At some point in the '80s I guess I became known as a “guitar virtuoso.” Whether or not that’s appropriate, in some ways it applies to a certain aspect of what I’m trying to do on the guitar, which is play at the highest level of musicianship all the time. I look at it more as something to aspire to. But when I listen to classical violin or piano virtuosos I’m not convinced that any of us in the rock ‘n roll, fusion, country or jazz world really deserve the title.
With the guitar it seems that speed and chops are the number one qualifier for virtuoso status, and this is a pretty narrow view. It excludes some of the great masters of the instrument like Chet Atkins, Lenny Breau, and many others. But the guitar is a very visual instrument and you can see the hands working when you watch a guitarist, which is unlike the piano. So I can understand why speed and physical dexterity trump tone, taste, vibrato, and musicality among the younger players and many fans of the instrument.

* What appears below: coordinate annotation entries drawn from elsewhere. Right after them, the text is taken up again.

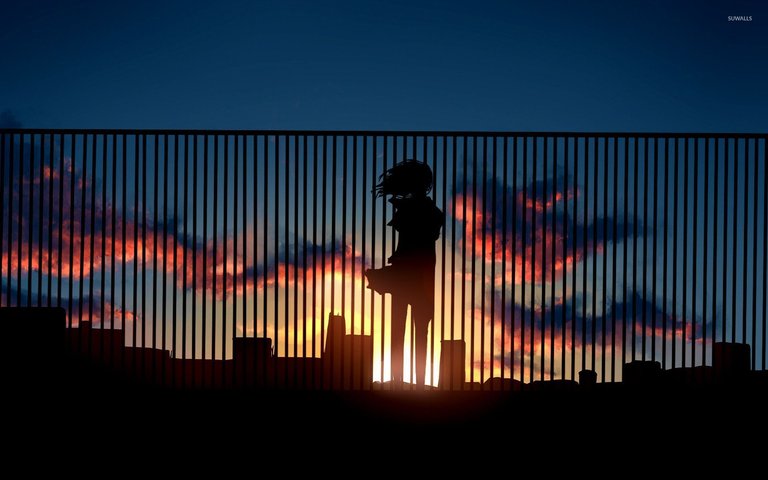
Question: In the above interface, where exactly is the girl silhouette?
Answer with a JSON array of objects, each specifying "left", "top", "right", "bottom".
[{"left": 365, "top": 160, "right": 445, "bottom": 386}]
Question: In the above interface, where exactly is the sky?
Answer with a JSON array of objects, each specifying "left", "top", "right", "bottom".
[
  {"left": 0, "top": 0, "right": 768, "bottom": 132},
  {"left": 0, "top": 1, "right": 768, "bottom": 383}
]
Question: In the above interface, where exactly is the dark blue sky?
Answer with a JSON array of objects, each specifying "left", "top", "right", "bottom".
[{"left": 0, "top": 0, "right": 768, "bottom": 132}]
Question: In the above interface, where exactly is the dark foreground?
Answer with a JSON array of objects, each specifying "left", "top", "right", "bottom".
[{"left": 1, "top": 308, "right": 768, "bottom": 468}]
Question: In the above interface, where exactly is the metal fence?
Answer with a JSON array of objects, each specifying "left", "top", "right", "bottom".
[{"left": 0, "top": 129, "right": 768, "bottom": 389}]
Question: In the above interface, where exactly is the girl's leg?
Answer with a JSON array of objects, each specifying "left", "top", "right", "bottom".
[
  {"left": 411, "top": 309, "right": 431, "bottom": 386},
  {"left": 389, "top": 295, "right": 408, "bottom": 384}
]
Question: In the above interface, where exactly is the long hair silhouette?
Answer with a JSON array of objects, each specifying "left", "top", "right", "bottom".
[{"left": 365, "top": 160, "right": 445, "bottom": 386}]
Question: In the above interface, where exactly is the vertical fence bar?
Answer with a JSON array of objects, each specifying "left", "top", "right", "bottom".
[
  {"left": 0, "top": 132, "right": 4, "bottom": 307},
  {"left": 691, "top": 138, "right": 706, "bottom": 367},
  {"left": 552, "top": 137, "right": 565, "bottom": 380},
  {"left": 571, "top": 137, "right": 580, "bottom": 380},
  {"left": 584, "top": 137, "right": 600, "bottom": 372},
  {"left": 532, "top": 136, "right": 539, "bottom": 382},
  {"left": 731, "top": 138, "right": 739, "bottom": 342},
  {"left": 533, "top": 137, "right": 554, "bottom": 381},
  {"left": 680, "top": 138, "right": 690, "bottom": 368},
  {"left": 640, "top": 137, "right": 656, "bottom": 361},
  {"left": 650, "top": 137, "right": 656, "bottom": 361},
  {"left": 560, "top": 136, "right": 576, "bottom": 380},
  {"left": 27, "top": 133, "right": 34, "bottom": 307},
  {"left": 500, "top": 135, "right": 508, "bottom": 390}
]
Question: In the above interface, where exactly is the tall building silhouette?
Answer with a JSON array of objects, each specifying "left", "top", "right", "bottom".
[
  {"left": 438, "top": 340, "right": 467, "bottom": 390},
  {"left": 323, "top": 314, "right": 373, "bottom": 389}
]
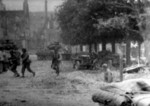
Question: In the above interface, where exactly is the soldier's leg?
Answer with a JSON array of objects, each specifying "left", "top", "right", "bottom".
[
  {"left": 11, "top": 64, "right": 20, "bottom": 77},
  {"left": 26, "top": 63, "right": 35, "bottom": 76},
  {"left": 21, "top": 64, "right": 26, "bottom": 77}
]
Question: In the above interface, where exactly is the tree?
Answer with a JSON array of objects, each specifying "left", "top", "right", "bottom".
[{"left": 58, "top": 0, "right": 144, "bottom": 56}]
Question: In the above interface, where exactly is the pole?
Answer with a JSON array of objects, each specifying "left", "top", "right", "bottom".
[{"left": 120, "top": 56, "right": 123, "bottom": 81}]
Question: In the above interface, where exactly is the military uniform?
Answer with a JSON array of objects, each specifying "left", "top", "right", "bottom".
[{"left": 21, "top": 49, "right": 35, "bottom": 77}]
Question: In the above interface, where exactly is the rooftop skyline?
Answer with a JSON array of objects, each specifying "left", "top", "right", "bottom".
[{"left": 2, "top": 0, "right": 63, "bottom": 12}]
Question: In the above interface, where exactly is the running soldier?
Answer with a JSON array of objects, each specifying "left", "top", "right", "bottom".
[
  {"left": 21, "top": 48, "right": 35, "bottom": 77},
  {"left": 51, "top": 50, "right": 61, "bottom": 76},
  {"left": 9, "top": 50, "right": 20, "bottom": 77}
]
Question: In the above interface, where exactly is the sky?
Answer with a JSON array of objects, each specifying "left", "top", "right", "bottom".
[{"left": 3, "top": 0, "right": 63, "bottom": 12}]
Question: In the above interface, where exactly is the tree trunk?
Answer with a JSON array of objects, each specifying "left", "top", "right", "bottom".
[
  {"left": 126, "top": 40, "right": 131, "bottom": 65},
  {"left": 80, "top": 45, "right": 83, "bottom": 52},
  {"left": 111, "top": 41, "right": 116, "bottom": 53},
  {"left": 102, "top": 41, "right": 106, "bottom": 51}
]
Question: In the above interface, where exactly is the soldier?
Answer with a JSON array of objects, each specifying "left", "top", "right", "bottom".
[
  {"left": 51, "top": 50, "right": 60, "bottom": 76},
  {"left": 9, "top": 50, "right": 20, "bottom": 77},
  {"left": 21, "top": 48, "right": 35, "bottom": 77},
  {"left": 102, "top": 64, "right": 113, "bottom": 83}
]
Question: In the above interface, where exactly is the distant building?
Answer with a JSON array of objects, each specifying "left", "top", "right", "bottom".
[{"left": 0, "top": 0, "right": 29, "bottom": 47}]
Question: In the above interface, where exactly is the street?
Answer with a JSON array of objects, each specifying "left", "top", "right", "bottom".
[{"left": 0, "top": 61, "right": 101, "bottom": 106}]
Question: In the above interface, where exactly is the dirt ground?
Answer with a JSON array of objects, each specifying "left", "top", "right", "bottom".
[{"left": 0, "top": 61, "right": 110, "bottom": 106}]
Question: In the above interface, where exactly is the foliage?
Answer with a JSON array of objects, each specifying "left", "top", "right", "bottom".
[{"left": 57, "top": 0, "right": 147, "bottom": 44}]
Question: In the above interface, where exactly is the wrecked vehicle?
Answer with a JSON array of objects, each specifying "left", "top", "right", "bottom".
[
  {"left": 92, "top": 79, "right": 150, "bottom": 106},
  {"left": 123, "top": 64, "right": 149, "bottom": 73},
  {"left": 72, "top": 53, "right": 93, "bottom": 70}
]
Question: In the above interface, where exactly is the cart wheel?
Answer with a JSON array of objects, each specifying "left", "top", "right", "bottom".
[{"left": 74, "top": 61, "right": 80, "bottom": 70}]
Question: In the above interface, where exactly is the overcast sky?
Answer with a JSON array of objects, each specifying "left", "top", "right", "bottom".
[{"left": 3, "top": 0, "right": 63, "bottom": 11}]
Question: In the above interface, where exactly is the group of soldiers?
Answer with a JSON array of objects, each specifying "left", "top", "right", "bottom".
[{"left": 0, "top": 48, "right": 35, "bottom": 77}]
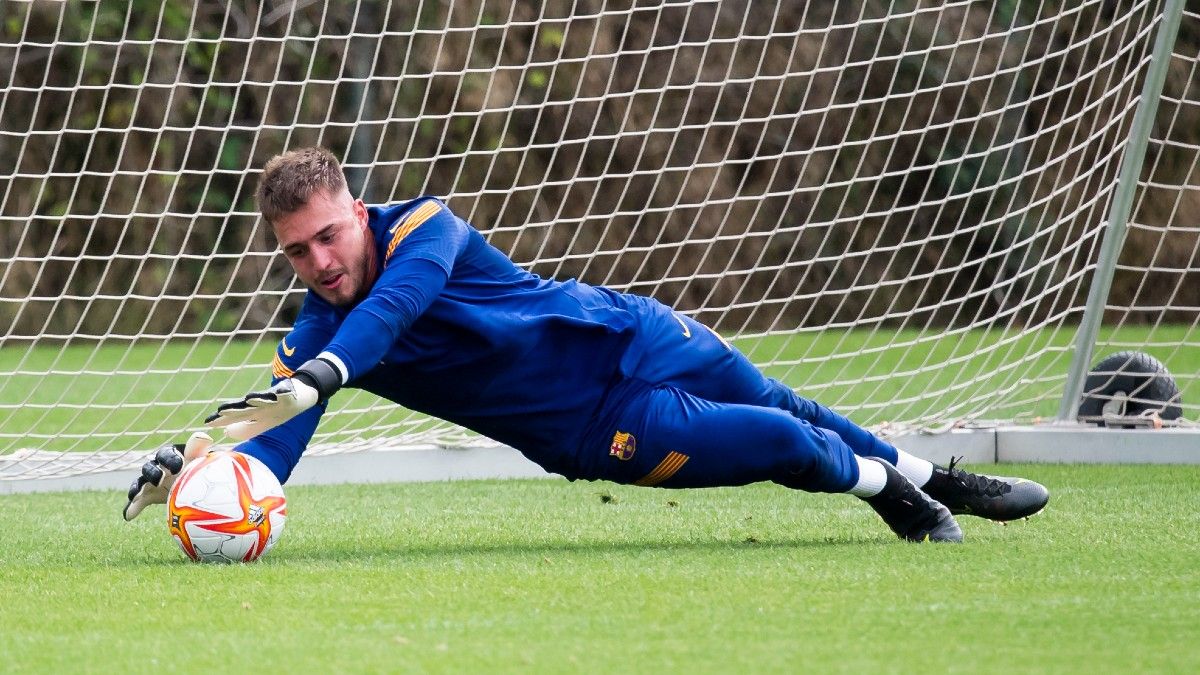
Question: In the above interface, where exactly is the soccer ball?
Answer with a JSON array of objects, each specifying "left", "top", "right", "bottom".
[{"left": 167, "top": 450, "right": 288, "bottom": 562}]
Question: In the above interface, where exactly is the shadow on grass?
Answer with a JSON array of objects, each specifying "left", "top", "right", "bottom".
[{"left": 114, "top": 533, "right": 912, "bottom": 567}]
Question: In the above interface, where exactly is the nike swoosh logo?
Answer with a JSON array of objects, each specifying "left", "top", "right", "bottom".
[{"left": 671, "top": 315, "right": 691, "bottom": 338}]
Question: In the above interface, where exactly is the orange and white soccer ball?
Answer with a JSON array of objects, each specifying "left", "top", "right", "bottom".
[{"left": 167, "top": 450, "right": 288, "bottom": 562}]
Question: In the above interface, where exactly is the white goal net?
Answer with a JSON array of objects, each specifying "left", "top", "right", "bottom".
[{"left": 0, "top": 0, "right": 1200, "bottom": 478}]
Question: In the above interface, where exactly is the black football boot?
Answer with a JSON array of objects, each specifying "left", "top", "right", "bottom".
[
  {"left": 863, "top": 458, "right": 962, "bottom": 542},
  {"left": 922, "top": 458, "right": 1050, "bottom": 521}
]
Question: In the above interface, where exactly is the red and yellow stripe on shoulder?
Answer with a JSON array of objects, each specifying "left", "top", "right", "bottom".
[
  {"left": 271, "top": 338, "right": 296, "bottom": 378},
  {"left": 383, "top": 199, "right": 442, "bottom": 265}
]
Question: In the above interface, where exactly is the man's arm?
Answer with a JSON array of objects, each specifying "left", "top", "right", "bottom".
[{"left": 205, "top": 199, "right": 469, "bottom": 440}]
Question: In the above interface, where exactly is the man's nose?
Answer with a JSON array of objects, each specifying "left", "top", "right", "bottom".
[{"left": 312, "top": 245, "right": 334, "bottom": 270}]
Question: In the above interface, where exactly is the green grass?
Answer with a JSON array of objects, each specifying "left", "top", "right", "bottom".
[
  {"left": 0, "top": 465, "right": 1200, "bottom": 673},
  {"left": 0, "top": 325, "right": 1200, "bottom": 454}
]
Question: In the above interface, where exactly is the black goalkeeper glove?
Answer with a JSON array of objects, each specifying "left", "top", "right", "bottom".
[{"left": 122, "top": 431, "right": 212, "bottom": 520}]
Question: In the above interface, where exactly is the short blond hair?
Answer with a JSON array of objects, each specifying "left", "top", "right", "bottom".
[{"left": 254, "top": 147, "right": 346, "bottom": 223}]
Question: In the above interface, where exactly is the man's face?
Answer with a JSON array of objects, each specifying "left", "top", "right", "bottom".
[{"left": 271, "top": 190, "right": 376, "bottom": 307}]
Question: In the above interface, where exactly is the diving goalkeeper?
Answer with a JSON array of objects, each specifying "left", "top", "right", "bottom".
[{"left": 125, "top": 148, "right": 1049, "bottom": 542}]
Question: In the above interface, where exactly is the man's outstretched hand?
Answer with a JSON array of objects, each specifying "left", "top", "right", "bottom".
[
  {"left": 204, "top": 356, "right": 346, "bottom": 441},
  {"left": 122, "top": 431, "right": 212, "bottom": 520},
  {"left": 204, "top": 378, "right": 320, "bottom": 441}
]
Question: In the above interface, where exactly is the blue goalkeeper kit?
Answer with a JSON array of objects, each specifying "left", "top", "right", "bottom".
[{"left": 238, "top": 198, "right": 896, "bottom": 492}]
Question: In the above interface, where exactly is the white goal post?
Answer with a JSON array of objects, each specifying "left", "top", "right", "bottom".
[{"left": 0, "top": 0, "right": 1200, "bottom": 484}]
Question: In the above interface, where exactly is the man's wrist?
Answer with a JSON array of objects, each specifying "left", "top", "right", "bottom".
[{"left": 292, "top": 357, "right": 342, "bottom": 401}]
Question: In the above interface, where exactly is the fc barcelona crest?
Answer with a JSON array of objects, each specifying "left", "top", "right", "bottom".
[{"left": 608, "top": 431, "right": 637, "bottom": 461}]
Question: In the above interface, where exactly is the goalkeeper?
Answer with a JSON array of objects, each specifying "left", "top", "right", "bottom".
[{"left": 125, "top": 148, "right": 1049, "bottom": 542}]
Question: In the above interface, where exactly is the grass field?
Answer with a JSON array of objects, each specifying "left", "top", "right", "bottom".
[{"left": 0, "top": 465, "right": 1200, "bottom": 673}]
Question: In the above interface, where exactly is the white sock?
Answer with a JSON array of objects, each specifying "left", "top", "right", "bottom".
[
  {"left": 896, "top": 449, "right": 934, "bottom": 488},
  {"left": 850, "top": 455, "right": 888, "bottom": 497}
]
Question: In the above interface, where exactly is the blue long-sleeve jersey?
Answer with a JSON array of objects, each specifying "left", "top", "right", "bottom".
[{"left": 238, "top": 198, "right": 637, "bottom": 480}]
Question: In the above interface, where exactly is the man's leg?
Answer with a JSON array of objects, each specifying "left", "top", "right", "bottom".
[
  {"left": 586, "top": 387, "right": 962, "bottom": 542},
  {"left": 635, "top": 307, "right": 934, "bottom": 475},
  {"left": 638, "top": 312, "right": 1050, "bottom": 520}
]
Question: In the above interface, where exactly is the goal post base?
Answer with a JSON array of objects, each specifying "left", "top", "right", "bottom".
[{"left": 0, "top": 424, "right": 1200, "bottom": 495}]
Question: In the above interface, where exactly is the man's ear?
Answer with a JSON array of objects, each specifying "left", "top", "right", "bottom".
[{"left": 354, "top": 199, "right": 370, "bottom": 229}]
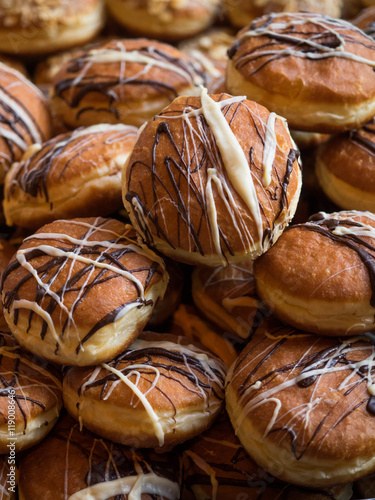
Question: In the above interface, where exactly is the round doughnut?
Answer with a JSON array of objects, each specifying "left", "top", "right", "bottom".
[
  {"left": 352, "top": 6, "right": 375, "bottom": 38},
  {"left": 169, "top": 304, "right": 237, "bottom": 367},
  {"left": 0, "top": 332, "right": 62, "bottom": 454},
  {"left": 225, "top": 327, "right": 375, "bottom": 488},
  {"left": 316, "top": 119, "right": 375, "bottom": 212},
  {"left": 19, "top": 417, "right": 180, "bottom": 500},
  {"left": 3, "top": 124, "right": 137, "bottom": 230},
  {"left": 107, "top": 0, "right": 220, "bottom": 40},
  {"left": 63, "top": 332, "right": 227, "bottom": 450},
  {"left": 254, "top": 211, "right": 375, "bottom": 336},
  {"left": 51, "top": 39, "right": 204, "bottom": 128},
  {"left": 147, "top": 259, "right": 184, "bottom": 329},
  {"left": 192, "top": 261, "right": 264, "bottom": 341},
  {"left": 2, "top": 217, "right": 168, "bottom": 365},
  {"left": 0, "top": 63, "right": 52, "bottom": 184},
  {"left": 0, "top": 456, "right": 18, "bottom": 500},
  {"left": 0, "top": 0, "right": 104, "bottom": 56},
  {"left": 123, "top": 88, "right": 301, "bottom": 267},
  {"left": 224, "top": 0, "right": 342, "bottom": 28},
  {"left": 182, "top": 412, "right": 352, "bottom": 500},
  {"left": 227, "top": 13, "right": 375, "bottom": 133}
]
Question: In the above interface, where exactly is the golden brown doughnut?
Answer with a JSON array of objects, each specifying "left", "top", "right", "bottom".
[
  {"left": 106, "top": 0, "right": 220, "bottom": 40},
  {"left": 63, "top": 332, "right": 227, "bottom": 449},
  {"left": 123, "top": 89, "right": 301, "bottom": 267},
  {"left": 2, "top": 217, "right": 168, "bottom": 365},
  {"left": 51, "top": 39, "right": 204, "bottom": 128},
  {"left": 0, "top": 0, "right": 104, "bottom": 55},
  {"left": 227, "top": 13, "right": 375, "bottom": 133},
  {"left": 224, "top": 0, "right": 344, "bottom": 28},
  {"left": 226, "top": 327, "right": 375, "bottom": 488},
  {"left": 0, "top": 332, "right": 62, "bottom": 458},
  {"left": 182, "top": 412, "right": 352, "bottom": 500},
  {"left": 170, "top": 304, "right": 237, "bottom": 367},
  {"left": 4, "top": 124, "right": 137, "bottom": 230},
  {"left": 254, "top": 211, "right": 375, "bottom": 336},
  {"left": 192, "top": 262, "right": 265, "bottom": 341},
  {"left": 315, "top": 119, "right": 375, "bottom": 212},
  {"left": 19, "top": 417, "right": 180, "bottom": 500},
  {"left": 0, "top": 63, "right": 52, "bottom": 184}
]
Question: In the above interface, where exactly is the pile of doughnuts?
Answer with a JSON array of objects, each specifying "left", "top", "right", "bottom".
[{"left": 0, "top": 0, "right": 375, "bottom": 500}]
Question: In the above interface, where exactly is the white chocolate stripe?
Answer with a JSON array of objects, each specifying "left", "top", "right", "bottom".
[{"left": 68, "top": 472, "right": 180, "bottom": 500}]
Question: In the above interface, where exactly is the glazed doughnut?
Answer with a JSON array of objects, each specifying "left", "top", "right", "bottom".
[
  {"left": 0, "top": 332, "right": 62, "bottom": 454},
  {"left": 254, "top": 211, "right": 375, "bottom": 336},
  {"left": 3, "top": 124, "right": 137, "bottom": 230},
  {"left": 0, "top": 0, "right": 104, "bottom": 56},
  {"left": 179, "top": 29, "right": 234, "bottom": 94},
  {"left": 227, "top": 13, "right": 375, "bottom": 133},
  {"left": 63, "top": 332, "right": 226, "bottom": 450},
  {"left": 170, "top": 304, "right": 237, "bottom": 367},
  {"left": 352, "top": 6, "right": 375, "bottom": 38},
  {"left": 192, "top": 261, "right": 265, "bottom": 341},
  {"left": 316, "top": 119, "right": 375, "bottom": 212},
  {"left": 147, "top": 259, "right": 184, "bottom": 329},
  {"left": 2, "top": 217, "right": 168, "bottom": 365},
  {"left": 0, "top": 63, "right": 52, "bottom": 184},
  {"left": 123, "top": 88, "right": 301, "bottom": 267},
  {"left": 19, "top": 417, "right": 180, "bottom": 500},
  {"left": 224, "top": 0, "right": 342, "bottom": 28},
  {"left": 107, "top": 0, "right": 220, "bottom": 40},
  {"left": 226, "top": 327, "right": 375, "bottom": 488},
  {"left": 181, "top": 412, "right": 352, "bottom": 500},
  {"left": 0, "top": 457, "right": 18, "bottom": 500},
  {"left": 51, "top": 39, "right": 204, "bottom": 128}
]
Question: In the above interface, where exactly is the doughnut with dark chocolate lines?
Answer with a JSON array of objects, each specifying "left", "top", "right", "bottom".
[
  {"left": 0, "top": 331, "right": 62, "bottom": 454},
  {"left": 2, "top": 217, "right": 168, "bottom": 365},
  {"left": 315, "top": 119, "right": 375, "bottom": 212},
  {"left": 226, "top": 327, "right": 375, "bottom": 488},
  {"left": 51, "top": 38, "right": 205, "bottom": 128},
  {"left": 63, "top": 332, "right": 227, "bottom": 450},
  {"left": 254, "top": 210, "right": 375, "bottom": 336},
  {"left": 227, "top": 13, "right": 375, "bottom": 133},
  {"left": 3, "top": 124, "right": 137, "bottom": 230},
  {"left": 123, "top": 88, "right": 301, "bottom": 267},
  {"left": 19, "top": 417, "right": 180, "bottom": 500},
  {"left": 0, "top": 63, "right": 52, "bottom": 184}
]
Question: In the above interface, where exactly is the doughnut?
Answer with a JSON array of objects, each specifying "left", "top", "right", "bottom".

I’m on tour in Europe playing some very large arenas and a new realization has occurred to me. You really have to change your playing style to fit these venues because fast playing doesn’t translate to the guy in the last row. No matter how clear your distortion or solo tone is, the long flurries of 16th notes become a blur in these 10,000 to 15,000 seat stadiums. My goal is to try to relate something to the guy in the last row, and he is 300 feet away from the stage! And especially in this band, he is just as likely to be a she . . .
Supertramp is primarily known as a keyboard-based band, but surprisingly I’m afforded quite a bit of improvising space in the course of the show. It blows my mind that I’m given the opportunity to improvise in front of 10,000 people each night. The challenge is to make it appealing to the highest possible percentage of them and bring them to their feet with the sheer emotion of the solo.